Does Data Sorting Really Accelerate Range Queries?
Log Structured Merge tree (LSM) is widely used modern data storage engines such as RocksDB, HBase, etc. LSMs require constant data sorting to keep records stored sequentially. This sorting consumes lots of I/O bandwidth, sometimes leaving only a small portion available to the clients, and hurting SSD life at the same time. Why people pay this price?
One of the reasons for this constant sorting is to speed up range queries. A general belief is that sequentially stored data enables faster range queries. This belief is based on properties of hard disks, where sequential access can be hundreds of time faster than random access.
In SSDs, however, the performance gap between sequential access and random access narrows to only about two to ten times. In addition, LSMs do not store all the data in one sorted run. Instead, data are split into multiple sorted runs. As a result, it is unlikely that one range query can be served by one single sequential access.

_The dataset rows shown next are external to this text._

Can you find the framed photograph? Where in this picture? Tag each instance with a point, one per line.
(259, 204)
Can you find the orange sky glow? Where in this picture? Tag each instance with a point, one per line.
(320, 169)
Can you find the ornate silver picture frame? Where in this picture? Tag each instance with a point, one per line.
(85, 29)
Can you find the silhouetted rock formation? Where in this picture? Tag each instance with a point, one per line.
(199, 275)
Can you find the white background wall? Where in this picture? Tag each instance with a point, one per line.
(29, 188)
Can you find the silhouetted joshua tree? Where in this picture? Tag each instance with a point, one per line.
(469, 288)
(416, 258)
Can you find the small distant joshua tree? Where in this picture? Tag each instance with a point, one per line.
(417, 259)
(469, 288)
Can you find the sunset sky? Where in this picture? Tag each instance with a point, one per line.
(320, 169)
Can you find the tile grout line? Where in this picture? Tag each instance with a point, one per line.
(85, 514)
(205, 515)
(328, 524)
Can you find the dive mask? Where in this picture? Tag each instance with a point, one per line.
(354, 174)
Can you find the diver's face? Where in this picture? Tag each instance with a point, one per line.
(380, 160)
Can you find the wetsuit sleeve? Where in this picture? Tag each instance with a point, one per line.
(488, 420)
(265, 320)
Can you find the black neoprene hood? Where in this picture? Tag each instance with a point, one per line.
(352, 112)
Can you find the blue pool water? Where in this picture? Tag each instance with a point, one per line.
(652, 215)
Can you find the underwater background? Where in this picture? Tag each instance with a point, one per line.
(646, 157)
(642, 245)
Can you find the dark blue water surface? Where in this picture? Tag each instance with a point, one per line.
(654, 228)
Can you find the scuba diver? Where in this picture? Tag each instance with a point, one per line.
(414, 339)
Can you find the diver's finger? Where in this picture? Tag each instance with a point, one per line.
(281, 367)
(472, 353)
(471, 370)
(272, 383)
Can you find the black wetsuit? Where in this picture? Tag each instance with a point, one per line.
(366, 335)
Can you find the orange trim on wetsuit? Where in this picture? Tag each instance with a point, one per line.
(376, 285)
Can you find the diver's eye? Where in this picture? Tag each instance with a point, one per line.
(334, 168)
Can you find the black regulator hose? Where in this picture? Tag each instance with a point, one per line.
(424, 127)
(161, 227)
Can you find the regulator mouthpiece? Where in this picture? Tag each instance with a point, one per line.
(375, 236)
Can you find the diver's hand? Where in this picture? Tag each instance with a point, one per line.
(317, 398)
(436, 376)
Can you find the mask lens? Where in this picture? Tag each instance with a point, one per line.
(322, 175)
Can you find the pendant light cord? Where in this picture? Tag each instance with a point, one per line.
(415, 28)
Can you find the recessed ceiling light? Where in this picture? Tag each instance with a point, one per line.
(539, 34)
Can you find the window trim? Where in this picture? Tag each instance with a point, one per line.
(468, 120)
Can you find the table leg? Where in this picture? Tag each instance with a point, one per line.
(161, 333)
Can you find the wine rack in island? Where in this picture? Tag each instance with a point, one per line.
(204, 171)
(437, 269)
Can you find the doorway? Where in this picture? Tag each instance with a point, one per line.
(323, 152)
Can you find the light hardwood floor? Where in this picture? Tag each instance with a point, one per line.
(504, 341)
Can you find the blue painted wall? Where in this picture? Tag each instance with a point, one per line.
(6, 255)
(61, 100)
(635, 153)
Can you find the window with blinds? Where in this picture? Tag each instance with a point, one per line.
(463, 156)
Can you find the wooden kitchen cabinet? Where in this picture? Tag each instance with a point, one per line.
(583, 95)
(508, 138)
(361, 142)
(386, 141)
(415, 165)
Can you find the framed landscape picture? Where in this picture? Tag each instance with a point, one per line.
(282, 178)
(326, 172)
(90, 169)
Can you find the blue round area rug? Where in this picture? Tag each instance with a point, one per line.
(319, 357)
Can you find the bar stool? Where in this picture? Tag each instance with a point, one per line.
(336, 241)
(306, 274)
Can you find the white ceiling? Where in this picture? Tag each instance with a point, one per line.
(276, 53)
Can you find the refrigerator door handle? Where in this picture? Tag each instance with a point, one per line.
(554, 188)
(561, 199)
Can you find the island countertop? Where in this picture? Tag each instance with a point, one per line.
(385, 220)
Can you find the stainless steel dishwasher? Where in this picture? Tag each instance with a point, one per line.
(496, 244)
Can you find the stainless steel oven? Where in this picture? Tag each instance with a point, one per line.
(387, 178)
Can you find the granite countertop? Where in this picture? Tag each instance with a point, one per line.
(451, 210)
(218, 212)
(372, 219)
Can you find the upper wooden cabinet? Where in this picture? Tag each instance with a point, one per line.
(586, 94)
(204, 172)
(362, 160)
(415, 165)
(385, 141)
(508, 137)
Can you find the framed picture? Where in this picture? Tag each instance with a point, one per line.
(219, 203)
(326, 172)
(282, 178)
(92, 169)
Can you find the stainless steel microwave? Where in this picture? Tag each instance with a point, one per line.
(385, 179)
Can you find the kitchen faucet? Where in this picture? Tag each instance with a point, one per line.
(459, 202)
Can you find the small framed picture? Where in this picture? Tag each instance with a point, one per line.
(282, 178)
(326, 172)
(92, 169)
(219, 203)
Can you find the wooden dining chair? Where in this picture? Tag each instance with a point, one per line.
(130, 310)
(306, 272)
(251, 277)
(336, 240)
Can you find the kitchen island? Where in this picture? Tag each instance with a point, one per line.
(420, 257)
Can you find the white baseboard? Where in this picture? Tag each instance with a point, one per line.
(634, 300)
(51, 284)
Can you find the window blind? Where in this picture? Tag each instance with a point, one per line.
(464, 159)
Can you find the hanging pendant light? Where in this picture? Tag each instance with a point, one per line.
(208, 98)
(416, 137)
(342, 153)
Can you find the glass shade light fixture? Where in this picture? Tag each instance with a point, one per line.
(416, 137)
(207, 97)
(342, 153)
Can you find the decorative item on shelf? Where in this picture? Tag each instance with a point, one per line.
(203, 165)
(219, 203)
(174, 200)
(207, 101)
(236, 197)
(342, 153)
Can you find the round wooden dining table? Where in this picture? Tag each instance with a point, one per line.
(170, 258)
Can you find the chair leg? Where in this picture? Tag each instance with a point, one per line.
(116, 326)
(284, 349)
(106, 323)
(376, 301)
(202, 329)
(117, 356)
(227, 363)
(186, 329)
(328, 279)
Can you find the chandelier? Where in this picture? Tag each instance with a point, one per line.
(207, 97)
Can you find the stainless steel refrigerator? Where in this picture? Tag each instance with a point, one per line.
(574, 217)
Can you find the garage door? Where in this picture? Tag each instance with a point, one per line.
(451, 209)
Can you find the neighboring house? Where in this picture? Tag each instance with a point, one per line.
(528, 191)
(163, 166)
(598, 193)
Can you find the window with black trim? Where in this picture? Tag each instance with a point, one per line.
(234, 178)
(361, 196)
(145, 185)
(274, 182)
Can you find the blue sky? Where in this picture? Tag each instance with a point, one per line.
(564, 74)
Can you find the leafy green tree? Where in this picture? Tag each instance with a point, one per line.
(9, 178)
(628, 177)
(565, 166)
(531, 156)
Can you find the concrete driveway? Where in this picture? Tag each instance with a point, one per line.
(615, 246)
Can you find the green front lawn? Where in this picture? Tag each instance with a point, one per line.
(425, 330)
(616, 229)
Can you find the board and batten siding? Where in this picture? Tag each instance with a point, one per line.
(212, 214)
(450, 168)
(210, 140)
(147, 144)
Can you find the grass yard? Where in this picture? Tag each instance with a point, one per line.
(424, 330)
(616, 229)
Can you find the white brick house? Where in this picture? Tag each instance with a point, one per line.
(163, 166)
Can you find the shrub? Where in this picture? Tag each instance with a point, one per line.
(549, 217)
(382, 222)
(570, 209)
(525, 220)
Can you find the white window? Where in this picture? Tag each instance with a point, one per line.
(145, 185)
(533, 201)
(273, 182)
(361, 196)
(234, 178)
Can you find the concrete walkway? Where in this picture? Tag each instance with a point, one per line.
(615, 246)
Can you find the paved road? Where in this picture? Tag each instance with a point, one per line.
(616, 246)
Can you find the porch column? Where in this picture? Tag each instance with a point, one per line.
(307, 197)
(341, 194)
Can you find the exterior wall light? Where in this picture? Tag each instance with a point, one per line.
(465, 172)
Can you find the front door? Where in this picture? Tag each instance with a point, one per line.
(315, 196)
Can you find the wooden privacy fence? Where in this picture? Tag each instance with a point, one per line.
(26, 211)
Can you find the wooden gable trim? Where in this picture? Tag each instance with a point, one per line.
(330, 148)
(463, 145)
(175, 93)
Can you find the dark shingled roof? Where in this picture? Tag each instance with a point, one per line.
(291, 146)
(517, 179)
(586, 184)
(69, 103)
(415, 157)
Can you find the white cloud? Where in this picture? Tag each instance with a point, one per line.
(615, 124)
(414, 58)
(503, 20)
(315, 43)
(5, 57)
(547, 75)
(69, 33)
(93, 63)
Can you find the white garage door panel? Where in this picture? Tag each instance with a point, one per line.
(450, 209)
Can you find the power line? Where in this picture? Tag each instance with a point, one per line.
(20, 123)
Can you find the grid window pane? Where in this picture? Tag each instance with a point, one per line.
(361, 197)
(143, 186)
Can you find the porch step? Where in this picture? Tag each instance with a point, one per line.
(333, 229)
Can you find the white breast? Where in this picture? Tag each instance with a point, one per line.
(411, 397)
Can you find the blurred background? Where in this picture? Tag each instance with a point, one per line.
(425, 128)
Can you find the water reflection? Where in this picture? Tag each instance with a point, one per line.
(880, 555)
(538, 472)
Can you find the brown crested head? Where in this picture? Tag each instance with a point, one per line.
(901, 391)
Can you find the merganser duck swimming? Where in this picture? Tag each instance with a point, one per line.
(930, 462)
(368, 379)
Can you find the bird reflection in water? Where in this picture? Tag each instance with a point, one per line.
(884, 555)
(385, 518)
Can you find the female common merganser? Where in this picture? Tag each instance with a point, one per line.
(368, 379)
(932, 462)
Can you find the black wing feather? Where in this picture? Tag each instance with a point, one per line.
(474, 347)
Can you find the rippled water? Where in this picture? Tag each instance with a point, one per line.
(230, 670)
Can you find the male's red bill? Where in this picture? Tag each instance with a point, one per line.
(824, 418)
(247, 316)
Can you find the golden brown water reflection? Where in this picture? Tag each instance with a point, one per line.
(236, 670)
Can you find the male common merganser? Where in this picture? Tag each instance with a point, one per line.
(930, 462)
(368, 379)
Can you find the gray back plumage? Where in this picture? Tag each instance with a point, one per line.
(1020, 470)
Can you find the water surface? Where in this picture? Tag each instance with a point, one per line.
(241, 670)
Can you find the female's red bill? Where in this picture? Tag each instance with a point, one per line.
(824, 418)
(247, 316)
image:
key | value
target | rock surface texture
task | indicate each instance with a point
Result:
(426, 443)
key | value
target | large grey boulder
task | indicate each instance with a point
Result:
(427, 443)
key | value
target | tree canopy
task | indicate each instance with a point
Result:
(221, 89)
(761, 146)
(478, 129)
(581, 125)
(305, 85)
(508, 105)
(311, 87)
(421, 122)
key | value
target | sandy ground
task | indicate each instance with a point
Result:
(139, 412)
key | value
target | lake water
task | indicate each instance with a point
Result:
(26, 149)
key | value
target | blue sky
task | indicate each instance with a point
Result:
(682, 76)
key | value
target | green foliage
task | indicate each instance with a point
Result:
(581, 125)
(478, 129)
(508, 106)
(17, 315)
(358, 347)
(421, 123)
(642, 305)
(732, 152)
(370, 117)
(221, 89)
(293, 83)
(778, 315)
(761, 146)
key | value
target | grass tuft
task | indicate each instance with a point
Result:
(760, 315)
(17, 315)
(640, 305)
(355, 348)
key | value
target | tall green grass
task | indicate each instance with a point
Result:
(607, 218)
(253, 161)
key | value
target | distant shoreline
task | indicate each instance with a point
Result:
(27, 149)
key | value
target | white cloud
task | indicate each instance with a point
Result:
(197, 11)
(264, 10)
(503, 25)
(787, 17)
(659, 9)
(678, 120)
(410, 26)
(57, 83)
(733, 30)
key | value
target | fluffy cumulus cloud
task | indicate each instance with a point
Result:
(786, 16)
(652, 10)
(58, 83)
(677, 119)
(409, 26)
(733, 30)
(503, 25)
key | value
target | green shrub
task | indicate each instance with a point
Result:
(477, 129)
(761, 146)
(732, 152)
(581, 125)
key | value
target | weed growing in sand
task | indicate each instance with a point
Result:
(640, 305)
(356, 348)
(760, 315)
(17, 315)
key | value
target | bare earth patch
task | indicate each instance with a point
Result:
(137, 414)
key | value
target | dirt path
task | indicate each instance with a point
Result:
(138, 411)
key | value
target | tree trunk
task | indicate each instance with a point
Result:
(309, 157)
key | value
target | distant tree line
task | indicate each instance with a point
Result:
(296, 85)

Moreover, in the age of big data, any meaningful data storage solution must be distributed, with data partitioned into different machines. With hash based partitioning, the benefit of keeping data sorted in one machine diminishes further, as one range query is likely to be served by many machines in parallel. There is the option of order preserving partitioning. Unfortunately it often suffers from load balancing problems.
To make it more complex, data sorting also occupies I/O bandwidth which could have been used to serve those range queries if we had a storage engine that does not require sorting.
In summary, while it is true sequential access is still faster than random access in SSDs, in a distributed storage system, the price to pay for sorting data may not justify the diminished (if at all) benefit.
To reduce the cost of storage, we built and open sourced Exabyte Store, a Key-Value pair storage engine that is performant, memory efficient, with low write amplifications because it does not require sorting.
Another way to look at this: assuming data are stored on SSDs, while it is unclear whether this constant sorting would give you faster range queries, you are definitely paying the high price of it. Assuming you are provisioning a storage system to support 10M IOPS, with 2.5M update and the rest are read. Now assuming LSM incurs write amplification of 10, since you need similar amount of read operations in order to sort, that is a 20 times blow up of I/O operations. So you need to set aside 50M IOPS for the 2.5M IOPS update! In total you need at least hardware capacity of 57.5M IOPS to support 10M IOPS.
Very interesting, however, doesn't the value of sorting depend on the size of data in a single sorted chunk? If sorted data are in few medium-size runs, then it may be valuable to sort the data. It is ultimately a cost-benefit trade-off.